People like Barbara Peterson, 53, of South Minneapolis, who was diagnosed with MS in 1987, six months after her wedding.

"I'm not married now," Barbara says. She worked as an office manager until 1993, when the MS caused too much fatigue for her to continue working.

"You're in your 30s when the MS hits," she says. "You're on your way, building your future when here it comes.

"You don't want a free ride," she adds. "You just want to continue to make decisions for yourself. God knows we don't have the options we used to have, but we cling to those we have."

Those options may come in the form of shared personal care services in a common setting. David, Barbara and others, perhaps, could share a personal care attendant to help them with dressing and apartment chores, vastly reducing their individual costs. That, coupled with the right kind of housing for the disabled — low counters, large open spaces, bigger bathrooms, lower thermostats, sensibly placed electrical outlets — could help people with MS live as independently as possible.

The National MS Society's Minnesota Chapter is working with a developer that plans to break ground this spring on condominiums in South Minneapolis along the Hiawatha light-rail line. This project, called Olin Crossings, could provide the type of living arrangement David and Barbara are looking for.

David is on the MS Society's housing committee and was disappointed when he learned he wouldn't qualify for the new Kingsley Commons housing. But David didn't quit — he went to Plan B.

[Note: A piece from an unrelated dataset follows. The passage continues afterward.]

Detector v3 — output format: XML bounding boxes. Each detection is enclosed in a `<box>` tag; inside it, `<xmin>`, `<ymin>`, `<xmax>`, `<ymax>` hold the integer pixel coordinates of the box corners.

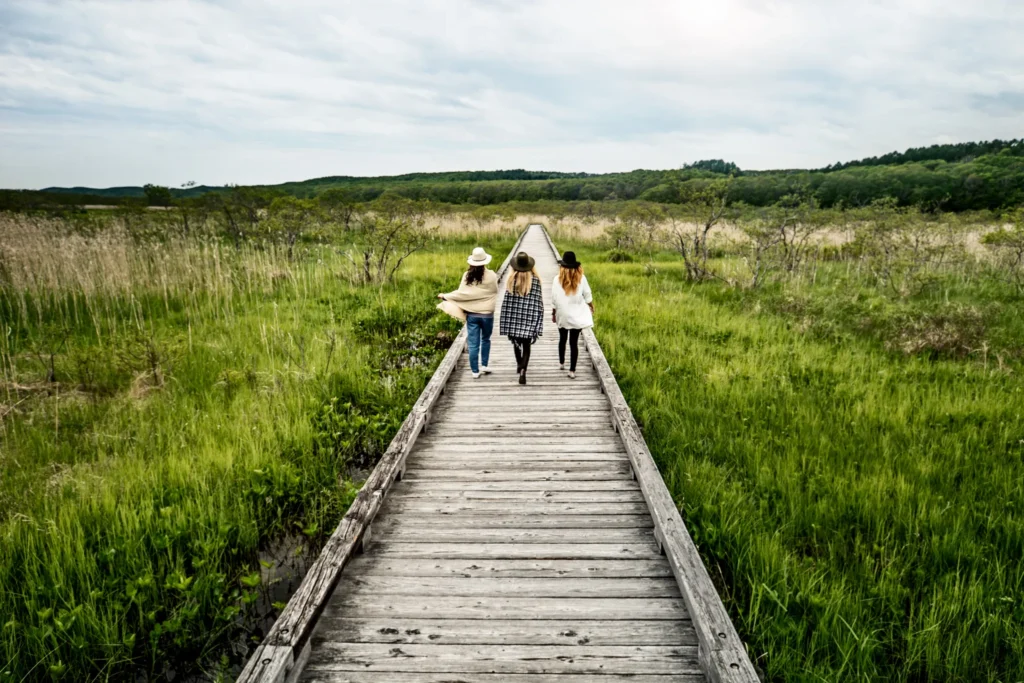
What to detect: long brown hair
<box><xmin>466</xmin><ymin>265</ymin><xmax>484</xmax><ymax>285</ymax></box>
<box><xmin>558</xmin><ymin>265</ymin><xmax>583</xmax><ymax>294</ymax></box>
<box><xmin>505</xmin><ymin>268</ymin><xmax>541</xmax><ymax>296</ymax></box>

"He is largely the inspiration for our exploration into the concept of shared services," says Holly Anderson, spokeswoman for the Minnesota Chapter of the National MS Society. "He's the voice of the people in his situation, and he inspired us to look at other solutions. When you think about it, it just makes sense to share those services if you can."

She says service providers will be sounded out for reactions at various meetings.

"The desired outcome," David says, "is to have a market-rate community of condos or apartments where people with MS who have assets could live and pool their needs to make it all work. That would work for me."